You Have to When You Can

By Gail Grenier Sweet ©2003

This tale is a variation on a theme — “You have to when you can.”

We spent a long weekend this January in New Orleans.  We’d been looking forward to the trip since we planned it last August.  We were to meet my brother and his family there to celebrate my niece’s 21st birthday.

Whatever could go wrong did.

First, my daughter Anna and I almost nearly missed the plane.  While Mike was parking our car in a lot and taking a shuttle back to the airport, Anna and I bumped into Menomonee Falls friend Ellen Kauth at the food court.  We got talking... and talking... and didn’t notice the time until five minutes before take-off.  Poor Mike was caught by security on the plane and didn’t know what happened to us.

Later, on the plane, Mike became nauseated and broke into a cold sweat.  I thought we had given him a heart attack by our lateness and my guilt was full-flowered.  The flight attendant and I nursed him all the way to New Orleans.

At the hotel, it was on to the Land of Nod for Mike and to Mardi Gras World for Anna and me.  Later, when my brother’s family arrived, Mike felt a little better — off and on. 

That evening, in spite of Mike’s weakened condition, he walked the mile or so to Mulate’s Cajun restaurant near the river.  The band was sawing away at some rockin’ Cajun French tunes and folks were dancing on the big wood floor.  While I ate gator, Mike nibbled a salad — all he had the courage to eat.
 
It wasn’t long before a man approached our table and asked if anyone would like to dance.   Everyone at our table pointed to me, and I popped right up --

-- And danced with a man who was at least 90 years old, and I promise you I’m not exaggerating.  He was a great leader and master of economy of (his) movement.

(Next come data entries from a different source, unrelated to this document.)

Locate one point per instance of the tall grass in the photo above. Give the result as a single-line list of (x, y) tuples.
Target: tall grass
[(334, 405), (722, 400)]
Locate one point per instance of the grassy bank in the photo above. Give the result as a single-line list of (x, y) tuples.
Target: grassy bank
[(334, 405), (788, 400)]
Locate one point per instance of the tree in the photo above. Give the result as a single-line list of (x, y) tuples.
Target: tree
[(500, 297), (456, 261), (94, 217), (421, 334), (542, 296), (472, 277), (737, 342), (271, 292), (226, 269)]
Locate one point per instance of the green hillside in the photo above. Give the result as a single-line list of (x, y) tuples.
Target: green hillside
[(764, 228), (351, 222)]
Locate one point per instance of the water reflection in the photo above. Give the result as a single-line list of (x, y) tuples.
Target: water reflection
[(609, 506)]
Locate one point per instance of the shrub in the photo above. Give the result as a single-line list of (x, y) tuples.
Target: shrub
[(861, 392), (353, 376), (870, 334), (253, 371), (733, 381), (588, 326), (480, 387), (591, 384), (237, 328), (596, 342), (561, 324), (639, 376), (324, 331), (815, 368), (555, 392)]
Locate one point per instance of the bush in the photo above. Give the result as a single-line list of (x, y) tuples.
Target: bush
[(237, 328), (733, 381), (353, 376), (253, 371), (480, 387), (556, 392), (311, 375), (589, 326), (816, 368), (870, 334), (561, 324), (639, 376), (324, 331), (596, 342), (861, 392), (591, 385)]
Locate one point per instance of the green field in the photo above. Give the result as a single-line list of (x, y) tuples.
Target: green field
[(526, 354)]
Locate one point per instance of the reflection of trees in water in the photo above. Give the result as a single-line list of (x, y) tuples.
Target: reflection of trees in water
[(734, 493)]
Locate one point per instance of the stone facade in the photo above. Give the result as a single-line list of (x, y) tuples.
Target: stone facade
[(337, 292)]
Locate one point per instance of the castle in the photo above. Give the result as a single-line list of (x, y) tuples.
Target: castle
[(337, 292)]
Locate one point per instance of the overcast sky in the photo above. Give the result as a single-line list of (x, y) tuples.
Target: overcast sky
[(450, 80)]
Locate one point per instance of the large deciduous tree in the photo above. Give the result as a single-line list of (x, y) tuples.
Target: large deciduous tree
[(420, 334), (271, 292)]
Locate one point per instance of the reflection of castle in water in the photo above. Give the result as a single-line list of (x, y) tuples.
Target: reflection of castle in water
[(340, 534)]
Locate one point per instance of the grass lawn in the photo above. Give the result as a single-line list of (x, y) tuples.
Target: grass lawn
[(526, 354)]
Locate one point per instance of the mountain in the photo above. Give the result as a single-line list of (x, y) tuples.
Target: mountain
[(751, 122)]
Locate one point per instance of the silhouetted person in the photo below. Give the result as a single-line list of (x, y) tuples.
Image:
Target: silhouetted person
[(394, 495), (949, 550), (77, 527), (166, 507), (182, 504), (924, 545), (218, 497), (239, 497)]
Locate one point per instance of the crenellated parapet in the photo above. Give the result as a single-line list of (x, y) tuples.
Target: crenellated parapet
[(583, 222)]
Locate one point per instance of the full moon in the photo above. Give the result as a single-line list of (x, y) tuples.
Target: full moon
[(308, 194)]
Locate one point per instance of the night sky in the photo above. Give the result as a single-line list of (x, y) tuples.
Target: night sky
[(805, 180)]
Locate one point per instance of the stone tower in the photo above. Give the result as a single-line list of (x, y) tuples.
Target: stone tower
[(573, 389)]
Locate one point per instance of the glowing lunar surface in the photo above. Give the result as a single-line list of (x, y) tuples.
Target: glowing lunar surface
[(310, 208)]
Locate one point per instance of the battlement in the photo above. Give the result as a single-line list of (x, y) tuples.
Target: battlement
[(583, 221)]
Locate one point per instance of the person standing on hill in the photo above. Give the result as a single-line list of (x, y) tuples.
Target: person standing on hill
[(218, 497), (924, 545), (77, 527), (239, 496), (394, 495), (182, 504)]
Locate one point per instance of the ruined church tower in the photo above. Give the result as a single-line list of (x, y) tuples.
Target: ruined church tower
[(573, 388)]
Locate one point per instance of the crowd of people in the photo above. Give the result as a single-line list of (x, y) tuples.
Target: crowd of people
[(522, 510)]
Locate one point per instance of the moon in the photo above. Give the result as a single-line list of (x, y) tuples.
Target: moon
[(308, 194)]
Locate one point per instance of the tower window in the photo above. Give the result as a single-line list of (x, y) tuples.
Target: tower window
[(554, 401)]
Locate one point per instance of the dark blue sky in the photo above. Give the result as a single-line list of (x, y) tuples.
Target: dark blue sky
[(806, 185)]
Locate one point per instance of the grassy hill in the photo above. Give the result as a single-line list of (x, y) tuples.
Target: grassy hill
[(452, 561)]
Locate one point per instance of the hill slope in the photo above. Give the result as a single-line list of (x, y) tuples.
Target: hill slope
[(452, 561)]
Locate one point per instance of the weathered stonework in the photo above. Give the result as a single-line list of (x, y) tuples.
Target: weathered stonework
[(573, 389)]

In Cajun dancing, as in many other forms of dancing, the art is in the man leading the woman through complicated twists and turns.  He doesn’t have to move much, but he’s doing all the thinking.  She just has to follow and let her skirts swirl.

And so it was.  “Grand-pepere” swirled me around the floor in a great Cajun two-step.  When the song changed, he asked, “Want to do a jitterbug?”  I said, “Sure!” and he led me again, in a Cajun version.

After that, a younger man asked me to dance.  He was probably in his early 70s.  He was a marvelous dancer and super leader.  He spun me in even more twists and turns, creating little “windows” of our arms through which we could peek at each other.

I returned sweating to the table.

My sister-in-law said, “You probably made that guy’s night.”

I said, “No, he made my night -- he’s a better dancer than Mike.”

Not long after that, Mike rallied and we danced until we were tired, then walked back to the hotel.

As the weekend progressed, the weather dipped to almost freezing.  I hadn’t brought my winter coat, so I dressed in layers and resembled a person who lives under an overpass.  After walking all day Sunday, my feet felt like two blocks of ice, like when I jumped into Lake Michigan with the Polar Bears.  Back at the hotel, I ran hot water in the bathtub and soaked until I could feel them again.

In spite of the cold, in spite of his flu symptoms, Mike continued to fight valiantly to have a good time.   He eventually graduated from salads to beans and rice, and even participated in a Cajun cooking class where we ate chicken file gumbo and pecan pie.

And so it went….  Those old men at Mulate’s kept dancing….  We kept walking through the cold….  Mike kept partying through his illness, between naps….

You have to when you can.      

The End

[This first appeared as a column in The Menomonee Falls News.]